Cronaca locale

Alla Scala prima delle prime con Donizetti

Martedì al Ridotto dei Palchi l'«Elisir d'amore» con la musicologa Franca Cella

Martedì alla Scala per il dodicesimo incontro della «Prima delle prime», riflettori su «L'elisir d'amore» di Gaetano Donizetti (libretto di Felice Romani). Franca Cella, musicologa, Premio Donizetti 2010, ne parlerà nell'incontro «Allegro con sentimento» con ascolti e proiezioni.
Scritto per Milano nel 1832, il melodramma giocoso fu accolto con successo elettrizzante. Nuovo il soggetto (di Scribe-Auber, rappresentato a Parigi l'anno prima); ideale il librettista per offrire naturalezza e sintesi di tradizione e recente cultura, linguaggio nitido e raffinato; pronto il compositore a spingere la commedia stilizzata verso un piano di concretezza autentica, verso spazi di verità sentimentale. Dell'opera comica Donizetti mantiene i tempi perfetti. Mantiene i luoghi tipici, ma l'orchestra li porta en plein air, e sfonda la campagna in paesaggio e la piazza in paese, in concretezza lombarda di facce e reazioni del Coro. I personaggi entrano uno dopo l'altro con cavatine di presentazione, tipi riconoscibili ma subito persone: l'amoroso timido e ingenuo, la ragazza ricca e civettuola che legge la mitica storia d'Isotta e del filtro amoroso, il militare conquistacuori. Donizetti entra fulmineo in quelle testoline e tesse reazioni, psicologie, confidenze d'amore mirabili.
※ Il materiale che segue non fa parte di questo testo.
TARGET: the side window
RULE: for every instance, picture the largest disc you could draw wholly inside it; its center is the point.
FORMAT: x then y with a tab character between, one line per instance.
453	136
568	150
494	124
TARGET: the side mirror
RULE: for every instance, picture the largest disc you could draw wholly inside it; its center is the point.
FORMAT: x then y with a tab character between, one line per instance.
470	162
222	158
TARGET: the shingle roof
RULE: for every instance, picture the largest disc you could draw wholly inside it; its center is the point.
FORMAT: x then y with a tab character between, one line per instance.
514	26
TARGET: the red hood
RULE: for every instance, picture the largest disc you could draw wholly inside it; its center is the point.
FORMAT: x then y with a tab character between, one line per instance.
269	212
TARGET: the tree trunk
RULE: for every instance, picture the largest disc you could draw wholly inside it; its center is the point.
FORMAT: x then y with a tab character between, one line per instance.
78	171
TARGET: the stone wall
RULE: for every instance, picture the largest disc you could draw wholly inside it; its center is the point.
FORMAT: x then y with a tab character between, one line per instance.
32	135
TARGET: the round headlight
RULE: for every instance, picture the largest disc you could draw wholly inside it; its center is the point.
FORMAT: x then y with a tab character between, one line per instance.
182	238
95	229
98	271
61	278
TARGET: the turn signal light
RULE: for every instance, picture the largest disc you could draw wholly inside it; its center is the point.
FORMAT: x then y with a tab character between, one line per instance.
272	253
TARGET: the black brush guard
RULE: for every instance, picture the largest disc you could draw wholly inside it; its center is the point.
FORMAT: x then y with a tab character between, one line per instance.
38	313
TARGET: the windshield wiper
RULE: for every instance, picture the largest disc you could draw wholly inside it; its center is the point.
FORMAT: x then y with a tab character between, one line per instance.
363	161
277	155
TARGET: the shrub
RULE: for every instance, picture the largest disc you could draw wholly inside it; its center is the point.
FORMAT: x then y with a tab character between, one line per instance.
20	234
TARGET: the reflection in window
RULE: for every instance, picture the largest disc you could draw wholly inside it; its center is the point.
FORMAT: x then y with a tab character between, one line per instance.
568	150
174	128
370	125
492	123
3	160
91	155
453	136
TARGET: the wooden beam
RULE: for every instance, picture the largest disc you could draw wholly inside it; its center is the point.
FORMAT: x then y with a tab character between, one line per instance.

Culmine della sua suprema disinvoltura creativa, dopo anni di pratica d'opera buffa a Napoli, è l'arrivo del Dottor Dulcamara, imbonitore di tradizione teatrale rivisitato a ogni strofa con guizzar di ritmi sui gesti, meccanismi e strategie di perorazione e seduzione della gente. Nemorino sperimenta l'effetto Elisir. Ma l'ordine improvviso di partenza ai militari rompe le attese. Al dubbio che Adina sposi subito Belcore, Nemorino osa una confessione di struggente melodia ("Adina credimi"). La festa nuziale si annuncia con una canzonetta popolare, metafora del lieto fine. Ma l'urgenza incalza, e Nemorino si trasforma in piccolo eroe elegiaco nel duetto con Belcore che lo arruola. La notizia della sua eredità si sparge nel paese in un Coro di donne curiose sussurrato e sillabato e quando il ragazzo arriva, ebbro di vino creduto Elisir e ignaro, le ragazze lo corteggiano, il ballo in orchestra si fa travolgente e lo rapisce. Più perspicace del Dottore, che offre anche a lei il magico filtro, Adina capisce la verità. Nemorino, ormai capace di esprimere il suo delicato e celestiale amore, s'illude d'aver visto "una furtiva lacrima" nei suoi occhi e spera. E lei appare, lo riscatta dal contratto, e altro non dice.

Disperato il tenore di grazia si rivolta in scatto di furia eroica ("Poiché non sono amato/voglio morir soldato") e la ragazza intenerita gli dichiara amore, mentre gli altri si congedano: Belcore rassegnato e Dulcamara affettuosamente paterno ma sempre imbonitore del misterioso Elisir.